Measures of complexity are sensitive in detecting disease, which has made them attractive candidates for diagnostic biomarkers; one complexity measure that has shown promise in fMRI is power spectrum scale invariance (PSSI). Even if scale-free features of neuroimaging turn out to be diagnostically useful, however, their underlying neurobiological basis is poorly understood. Using modeling and simulations of a schematic prefrontal-limbic meso-circuit, with excitatory and inhibitory networks of nodes, we present here a framework for how network density within a control system can affect the complexity of signal outputs. Our model demonstrates that scale-free behavior, similar to that observed in fMRI PSSI data, can be obtained for sufficiently large networks in a context as simple as a linear stochastic system of differential equations, although the scale-free range improves when introducing more realistic, nonlinear behavior in the system. PSSI values (reflective of complexity) vary as a function of both input type (excitatory, inhibitory) and input density (mean number of long-range connections, or strength), independent of their node-specific geometric distribution. Signals show pink noise (1/f) behavior when excitatory and inhibitory influences are balanced. As excitatory inputs are increased and decreased, signals shift towards white and brown noise, respectively. As inhibitory inputs are increased and decreased, signals shift towards brown and white noise, respectively. The results hold qualitatively at the hemodynamic scale, which we modeled by introducing a neurovascular component. Comparing hemodynamic simulation results to fMRI PSSI results from 96 individuals across a wide spectrum of anxiety-levels, we show how our model can generate concrete and testable hypotheses for understanding how connectivity affects regulation of meso-circuits in the brain.

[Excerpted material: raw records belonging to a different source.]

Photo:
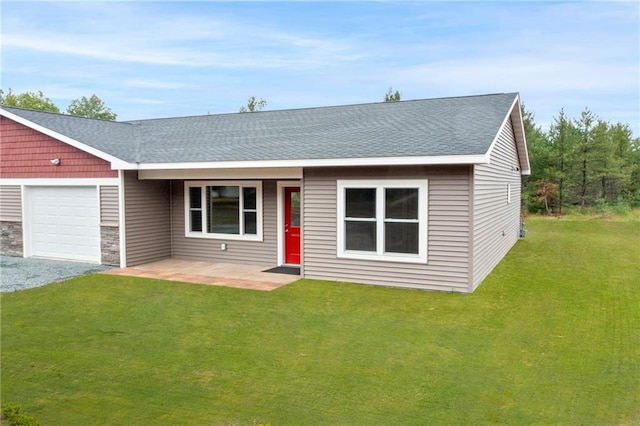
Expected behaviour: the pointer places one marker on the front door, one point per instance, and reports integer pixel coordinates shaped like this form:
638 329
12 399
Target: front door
292 225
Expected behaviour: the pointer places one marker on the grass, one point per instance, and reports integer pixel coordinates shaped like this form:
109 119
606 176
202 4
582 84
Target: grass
551 337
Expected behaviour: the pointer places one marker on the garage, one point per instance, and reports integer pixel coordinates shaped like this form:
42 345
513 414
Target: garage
63 222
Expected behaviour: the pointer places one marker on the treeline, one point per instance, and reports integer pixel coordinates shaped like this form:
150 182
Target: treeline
583 161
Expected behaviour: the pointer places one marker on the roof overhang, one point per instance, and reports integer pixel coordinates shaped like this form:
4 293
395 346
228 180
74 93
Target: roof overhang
515 115
116 163
318 162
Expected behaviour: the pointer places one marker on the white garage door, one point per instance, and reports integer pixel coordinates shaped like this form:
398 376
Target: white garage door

复杂性度量在疾病检测中很敏感,这使其成为诊断生物标志物的有吸引力的候选者;一种在功能磁共振成像(fMRI)中显示出前景的复杂性度量是功率谱尺度不变性(PSSI)。然而,即使神经成像的无标度特征在诊断上被证明是有用的,其潜在的神经生物学基础仍知之甚少。通过对一个具有兴奋性和抑制性节点网络的前额叶-边缘中脑回路示意图进行建模和模拟,我们在此提出一个关于控制系统内网络密度如何影响信号输出复杂性的框架。我们的模型表明,在一个像线性随机微分方程系统这样简单的情境中,对于足够大的网络可以获得类似于在fMRI PSSI数据中观察到的无标度行为,尽管当在系统中引入更现实的非线性行为时,无标度范围会有所改善。PSSI值(反映复杂性)随输入类型(兴奋性、抑制性)和输入密度(远程连接的平均数量或强度)而变化,与它们节点特定的几何分布无关。当兴奋性和抑制性影响平衡时,信号呈现粉红噪声(1/f)行为。随着兴奋性输入的增加和减少,信号分别向白噪声和棕噪声转变。随着抑制性输入的增加和减少,信号分别向棕噪声和白噪声转变。这些结果在血液动力学尺度上定性成立,我们通过引入神经血管成分对其进行了建模。将血液动力学模拟结果与96名不同焦虑水平个体的fMRI PSSI结果进行比较,我们展示了我们的模型如何能够生成具体且可检验的假设,以理解连通性如何影响大脑中脑回路的调节。